«А когда расстреливают – больно?» (Маша Рольникайте)

We use cookies. Read the Privacy and Cookie Policy

1

Вот вам семья Маши Рольникайте накануне 22 июня 1941 года.

Отец – Гирш Абелевич Рольник (по-литовски Рольникас). Родился 22 мая 1898 года в городе Плунге (Литва). Окончил Рижскую русскую гимназию, затем учился в Германии, в Лейпциге, где защитил диссертацию на тему «Балтийские государства – Литва, Латвия и Эстония – и их конституционное право», изданную в 1927 году[278]. Работал директором еврейской гимназии в Расейняй. Чтобы получить право на работу в Литве, экстерном окончил и Каунасский университет. Всю жизнь работал адвокатом. Во время войны был на фронте, воевал в 16-й Литовской дивизии. Выжил. Умер 22 ноября 1973 года в советском Вильнюсе.

Мама – Тайба Ароновна Рольник (по-литовски Рольникене). Родилась в 1897 году в литовском городе Тришкляй. Домохозяйка. Погибла, предположительно в Аушвице, в конце сентября 1943 года.

Старшая сестра – Мириама (Мира) Гиршовна Лисаускене (урожденная Рольникайте). Родилась 12 сентября 1924 года в Риге. Была в гетто, затем в укрытии. Окончила юридический факультет Вильнюсского университета и до выхода на пенсию работала адвокатом в Клайпеде.

Младшая сестра – Рая Рольник, 1933 года рождения. Погибла вместе с мамой. (Это она спросила у мамы: «А когда расстреливают – больно?»)

Младший брат – Рувим Рольник, 1935 года рождения. Погиб вместе с мамой.

Итак, половина семьи – мать и двое младших – уничтожена; половина – отец и две старшие дочери – уцелела.
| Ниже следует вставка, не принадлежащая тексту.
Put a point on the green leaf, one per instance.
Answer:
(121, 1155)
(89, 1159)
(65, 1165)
На общелитовском фоне, – а в Литве погибло 96 % проживавших в ней до войны евреев, – «блестящая арифметика», но в человеческом масштабе одной любящей еврейской семьи – катастрофа!
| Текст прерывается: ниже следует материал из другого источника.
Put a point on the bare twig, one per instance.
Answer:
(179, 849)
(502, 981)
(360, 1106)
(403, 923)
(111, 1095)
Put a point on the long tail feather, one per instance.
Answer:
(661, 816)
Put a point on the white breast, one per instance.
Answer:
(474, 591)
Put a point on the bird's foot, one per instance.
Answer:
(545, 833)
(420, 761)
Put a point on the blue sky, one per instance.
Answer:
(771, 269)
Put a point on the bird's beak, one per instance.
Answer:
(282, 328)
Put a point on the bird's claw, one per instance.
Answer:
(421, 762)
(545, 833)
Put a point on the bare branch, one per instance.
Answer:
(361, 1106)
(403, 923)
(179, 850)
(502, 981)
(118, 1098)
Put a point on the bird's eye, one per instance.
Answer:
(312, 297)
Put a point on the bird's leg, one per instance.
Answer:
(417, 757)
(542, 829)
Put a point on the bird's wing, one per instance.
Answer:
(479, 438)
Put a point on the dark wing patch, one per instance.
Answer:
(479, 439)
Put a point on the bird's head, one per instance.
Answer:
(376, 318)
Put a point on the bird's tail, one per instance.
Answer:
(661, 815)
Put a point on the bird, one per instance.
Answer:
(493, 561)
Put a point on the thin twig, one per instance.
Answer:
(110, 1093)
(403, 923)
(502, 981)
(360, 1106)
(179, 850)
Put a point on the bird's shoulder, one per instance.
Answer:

Книга Маши Рольникайте – это рассказ именно о такой катастрофе.

2

На первый взгляд – это точно такая же история гетто глазами ребенка, как и книга Тамары и Виктора Лазерсонов о Каунасском гетто.
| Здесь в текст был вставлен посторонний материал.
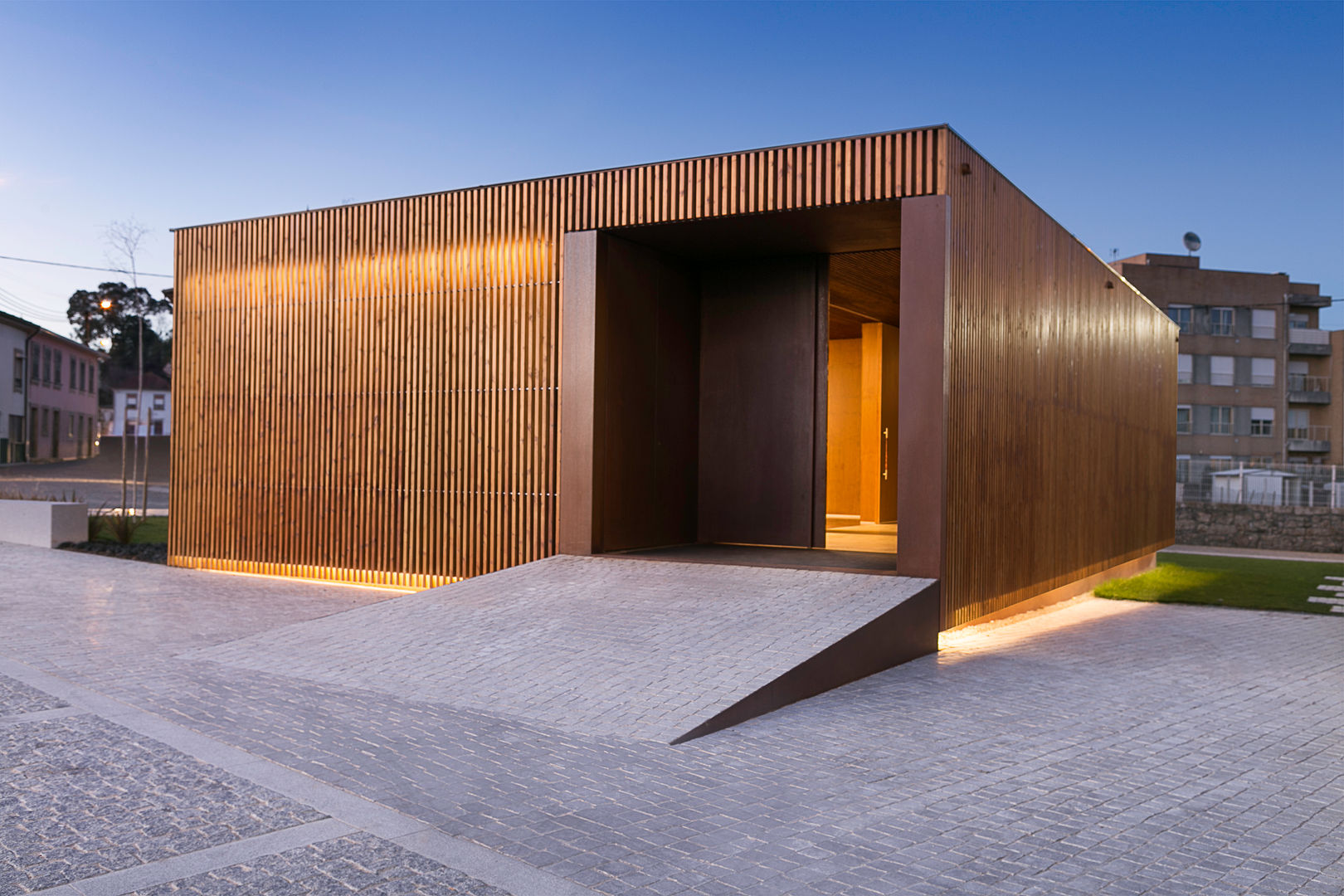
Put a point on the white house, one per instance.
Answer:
(125, 416)
(15, 334)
Две книги как бы рифмуются, аукаются друг с другом. Казалось бы – параллельные, зеркальные судьбы двух ровесниц. Но все-таки – и какие разные!

Прежде всего – проступает разница двух главных литовских гетто. Сколь же многое их при этом объединяет: и намеренное, лукавое расчленение на две зоны – Большое и Малое гетто, и страшные «акции», иной раз проводившиеся практически одновременно, и страшные даже для произнесения расстрельные места – «Девятый форт» и «Понары»!

Но каким, в сущности, адом, по сравнению с Каунасским, было Вильнюсское гетто![279] Оккупационный режим, установившийся в Вильно, при всех своих внешне «симпатичных» атрибутах, таких как театр, хоры, библиотека и спортплощадка, был ощутимо жестче и брутальнее. Связано это, возможно, с тем, что он в гораздо большей степени был переложен немцами в литовские[280] и еврейские руки[281].

Разными были и их индивидуальные судьбы: Тамаре, подобно Машиной старшей сестре Мире, удалось найти себе укрытие и, переложившись в литовку, переждать в нем все остававшиеся до освобождения бури. Риски, которым она подвергалась в своем имении в дальней сельской местности, – ничто по сравнению с теми рисками, что ждали обитателей обоих гетто. Останься Тамара в гетто, и ее ждала бы такая же, кроме деталей, судьба, как и Машу: котировки выживания опустились бы до естественного минимума. Хрупкая, избалованная Анна Франк, история которой немного напоминает историю Миры Рольник в своей первой фазе и историю Маши Рольникайте во второй, – не пережила режимных ужасов «элитного» Берген-Бельзена, не то что Штутгофа, где Тамара и Маша запросто могли бы и встретиться. На короткое, разумеется, время.

3

Этот простодушный детский дневник ставит самые что ни на есть трудные взрослые вопросы. Самый главный из них – отношение евреев к своей судьбе, к экзистенциальной задаче выживания в навязанном им аду.

Желание выжить совершенно понятно, а вот «выжить как задача»? Какая внутренняя политика для этого эффективнее – политика большинства юденратов, готовых откупаться все новыми и новыми евреями, или политика партизан-сопротивленцев, предпочитающих «смерти на коленях» – «гибель стоя»?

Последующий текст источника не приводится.